Katherine (Chapin) House – 1996 Inductee

Katherine Chapin, better known as “Katie,” was born near Monmouth, Illinois, on December 13, 1870. She came with her parents, Samuel and Lydia (Van Fleet) Chapin, to Osborne County in 1874, settling in Ross Township. Katie attended country school and later enrolled in the Salina Normal Institute in Salina, Kansas.

For two years beginning in 1890, Katie taught in the Green Ridge School, District Number 13. In 1892, due to the persistence of Katie and others, the Downs High School came into being. A two-year curriculum of Latin and English was offered to the initial student body of six. Katie served as the first female teacher in the high school and as the assistant principal from September 1892 to May 1897.

In 1897 Katie married Ross H. House, who in 1901 became principal at the high school. They had one daughter, Eleanor. Katie’s interest in education and in the community led her in 1905 to work closely with Mrs.

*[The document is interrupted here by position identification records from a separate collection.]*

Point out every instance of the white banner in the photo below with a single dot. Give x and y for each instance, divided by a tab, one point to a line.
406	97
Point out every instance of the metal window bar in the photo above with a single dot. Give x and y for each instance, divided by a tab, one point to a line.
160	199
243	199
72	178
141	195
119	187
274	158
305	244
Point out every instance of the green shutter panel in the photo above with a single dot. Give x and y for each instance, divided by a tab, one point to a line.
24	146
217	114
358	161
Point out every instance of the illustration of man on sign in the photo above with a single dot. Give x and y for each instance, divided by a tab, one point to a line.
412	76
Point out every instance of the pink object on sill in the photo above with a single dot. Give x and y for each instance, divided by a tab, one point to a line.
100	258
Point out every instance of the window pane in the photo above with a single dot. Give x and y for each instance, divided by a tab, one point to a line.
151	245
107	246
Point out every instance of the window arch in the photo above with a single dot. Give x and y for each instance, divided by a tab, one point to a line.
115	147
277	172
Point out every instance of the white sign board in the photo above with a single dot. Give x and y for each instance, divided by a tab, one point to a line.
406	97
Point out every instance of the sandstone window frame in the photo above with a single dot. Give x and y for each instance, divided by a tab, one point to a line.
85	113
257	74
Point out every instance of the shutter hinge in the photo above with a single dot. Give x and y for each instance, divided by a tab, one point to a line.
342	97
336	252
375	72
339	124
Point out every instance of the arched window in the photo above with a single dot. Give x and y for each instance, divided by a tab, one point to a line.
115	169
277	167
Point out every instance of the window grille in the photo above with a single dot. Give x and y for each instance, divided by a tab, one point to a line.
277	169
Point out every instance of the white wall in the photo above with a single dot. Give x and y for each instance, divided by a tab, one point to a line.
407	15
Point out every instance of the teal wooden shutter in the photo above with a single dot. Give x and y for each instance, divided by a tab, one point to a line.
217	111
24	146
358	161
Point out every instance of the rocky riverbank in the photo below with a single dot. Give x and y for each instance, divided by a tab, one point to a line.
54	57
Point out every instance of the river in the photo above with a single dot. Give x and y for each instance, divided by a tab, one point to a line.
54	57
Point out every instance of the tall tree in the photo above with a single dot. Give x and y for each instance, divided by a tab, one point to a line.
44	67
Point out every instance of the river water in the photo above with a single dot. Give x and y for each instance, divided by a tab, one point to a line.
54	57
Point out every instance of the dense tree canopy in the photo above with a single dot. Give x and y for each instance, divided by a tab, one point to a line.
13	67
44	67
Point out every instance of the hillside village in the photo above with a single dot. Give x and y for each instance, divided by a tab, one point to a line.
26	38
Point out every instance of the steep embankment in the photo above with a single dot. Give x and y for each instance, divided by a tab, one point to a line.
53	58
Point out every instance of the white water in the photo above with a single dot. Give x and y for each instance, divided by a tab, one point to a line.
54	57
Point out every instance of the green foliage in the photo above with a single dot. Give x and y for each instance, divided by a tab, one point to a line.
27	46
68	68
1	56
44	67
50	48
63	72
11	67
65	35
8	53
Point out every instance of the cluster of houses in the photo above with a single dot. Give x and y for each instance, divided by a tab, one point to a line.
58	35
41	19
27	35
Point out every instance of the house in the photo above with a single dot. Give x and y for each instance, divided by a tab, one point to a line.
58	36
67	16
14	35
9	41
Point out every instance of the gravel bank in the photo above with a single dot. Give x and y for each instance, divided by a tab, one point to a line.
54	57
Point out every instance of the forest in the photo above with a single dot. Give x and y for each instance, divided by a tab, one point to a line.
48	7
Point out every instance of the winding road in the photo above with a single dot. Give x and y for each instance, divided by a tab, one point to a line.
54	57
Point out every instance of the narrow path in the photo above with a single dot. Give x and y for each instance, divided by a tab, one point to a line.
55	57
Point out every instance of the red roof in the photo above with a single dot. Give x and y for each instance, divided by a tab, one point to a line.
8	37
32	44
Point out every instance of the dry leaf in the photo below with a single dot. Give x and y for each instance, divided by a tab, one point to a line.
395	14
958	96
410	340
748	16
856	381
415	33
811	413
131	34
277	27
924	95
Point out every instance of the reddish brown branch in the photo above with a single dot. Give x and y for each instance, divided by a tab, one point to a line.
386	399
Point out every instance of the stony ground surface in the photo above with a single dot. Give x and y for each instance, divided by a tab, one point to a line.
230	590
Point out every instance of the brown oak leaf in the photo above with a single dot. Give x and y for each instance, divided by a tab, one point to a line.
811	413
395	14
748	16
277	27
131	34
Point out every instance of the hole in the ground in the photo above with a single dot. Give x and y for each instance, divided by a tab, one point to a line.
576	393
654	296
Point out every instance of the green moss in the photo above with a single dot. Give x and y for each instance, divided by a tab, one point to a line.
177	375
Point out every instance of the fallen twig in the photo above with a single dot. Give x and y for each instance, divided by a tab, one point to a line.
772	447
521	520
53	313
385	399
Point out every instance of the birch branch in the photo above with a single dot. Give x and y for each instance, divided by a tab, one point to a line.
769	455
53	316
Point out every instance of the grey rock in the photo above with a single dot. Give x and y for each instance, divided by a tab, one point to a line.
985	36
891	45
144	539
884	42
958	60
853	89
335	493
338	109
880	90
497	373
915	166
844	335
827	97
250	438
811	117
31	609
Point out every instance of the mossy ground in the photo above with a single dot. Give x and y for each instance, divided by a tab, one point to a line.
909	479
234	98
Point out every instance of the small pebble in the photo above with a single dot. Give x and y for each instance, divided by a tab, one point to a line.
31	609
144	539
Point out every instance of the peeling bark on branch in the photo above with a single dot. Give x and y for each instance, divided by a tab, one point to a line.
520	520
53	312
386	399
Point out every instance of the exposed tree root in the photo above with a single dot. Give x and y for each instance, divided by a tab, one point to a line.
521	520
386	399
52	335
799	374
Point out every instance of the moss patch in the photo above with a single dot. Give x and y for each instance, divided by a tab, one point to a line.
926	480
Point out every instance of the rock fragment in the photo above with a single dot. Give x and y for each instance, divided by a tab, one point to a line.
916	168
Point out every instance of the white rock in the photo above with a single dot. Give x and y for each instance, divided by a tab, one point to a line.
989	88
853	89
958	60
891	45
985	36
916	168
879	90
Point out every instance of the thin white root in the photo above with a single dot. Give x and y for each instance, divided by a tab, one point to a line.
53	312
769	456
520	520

Chattie Allen and Mrs. Alma Duden to begin the first public library in Downs. She instilled in her students a desire for knowledge that stayed with them the rest of their lives. “I never see an unusual stone, or enjoy Nature in any way, that I don’t think of her in Geology class,” commented one former pupil.

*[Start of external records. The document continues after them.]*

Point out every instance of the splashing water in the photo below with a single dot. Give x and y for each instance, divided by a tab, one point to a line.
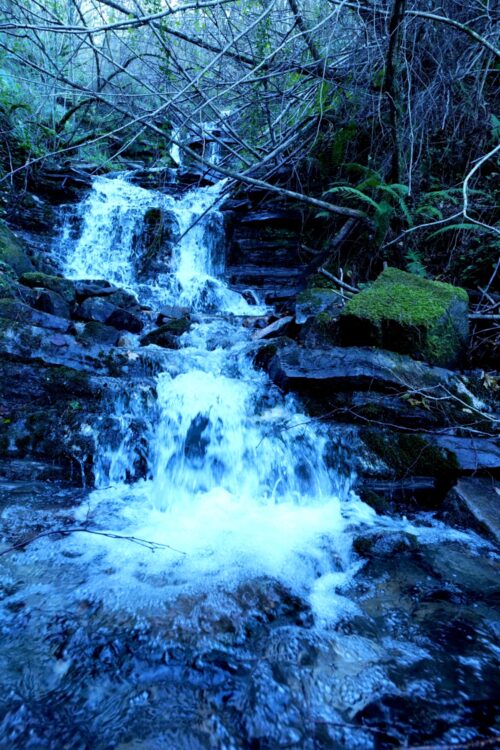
109	242
236	477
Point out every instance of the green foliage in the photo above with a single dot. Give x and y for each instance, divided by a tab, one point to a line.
468	225
385	201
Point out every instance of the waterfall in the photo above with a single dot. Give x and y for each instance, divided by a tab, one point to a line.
238	477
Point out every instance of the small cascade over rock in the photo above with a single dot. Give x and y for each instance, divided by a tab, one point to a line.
223	455
165	248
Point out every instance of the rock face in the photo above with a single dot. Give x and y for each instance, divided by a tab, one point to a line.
167	334
475	502
321	371
102	311
264	250
13	254
410	315
160	233
64	287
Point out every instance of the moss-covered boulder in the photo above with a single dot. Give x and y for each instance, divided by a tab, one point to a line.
12	251
407	314
64	287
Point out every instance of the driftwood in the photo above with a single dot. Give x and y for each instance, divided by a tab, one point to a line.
83	529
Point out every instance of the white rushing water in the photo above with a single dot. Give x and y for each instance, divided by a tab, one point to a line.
239	480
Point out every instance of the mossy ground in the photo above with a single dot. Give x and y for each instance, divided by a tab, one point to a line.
410	315
410	455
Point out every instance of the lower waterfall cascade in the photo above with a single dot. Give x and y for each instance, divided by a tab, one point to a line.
234	591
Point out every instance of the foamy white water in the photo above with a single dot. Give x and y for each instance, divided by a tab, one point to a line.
240	482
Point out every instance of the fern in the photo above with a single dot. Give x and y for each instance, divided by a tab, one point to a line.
429	212
465	225
346	190
398	192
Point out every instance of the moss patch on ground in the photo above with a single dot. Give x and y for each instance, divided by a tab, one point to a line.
410	315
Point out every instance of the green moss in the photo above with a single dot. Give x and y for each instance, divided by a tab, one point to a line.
405	297
410	315
410	454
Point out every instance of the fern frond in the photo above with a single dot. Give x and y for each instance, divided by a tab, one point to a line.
349	191
465	225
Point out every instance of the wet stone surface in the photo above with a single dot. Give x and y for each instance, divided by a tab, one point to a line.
412	659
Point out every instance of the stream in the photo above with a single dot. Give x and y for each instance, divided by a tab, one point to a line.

The Houses moved to Denver, Colorado, in 1915 when Ross was appointed head of the YMCA. In 1926 they moved to Washington, D.C., where Katie became a member of the Daughters of the American Revolution and other community and church organizations. When her husband’s health began to fail the Houses returned to Colorado and settled in Aurora. Katie became active in the Women’s Christian Temperance Union. From 1933 through 1940 she served as the director of the WCTU Department of International Relations for Peace and Freedom. She was also involved in the WCTU’s Scientific Temperance Instruction and Alcohol Education. Her work enabled her to lecture and present educational programs in every corner of Colorado. Katie organized the Aurora, (Colorado) Women’s Club, and in 1940 she was elected justice of the peace of Aurora, a position she held until her death on June 29, 1944. She was laid to rest in the Fair Mount Cemetery in Aurora.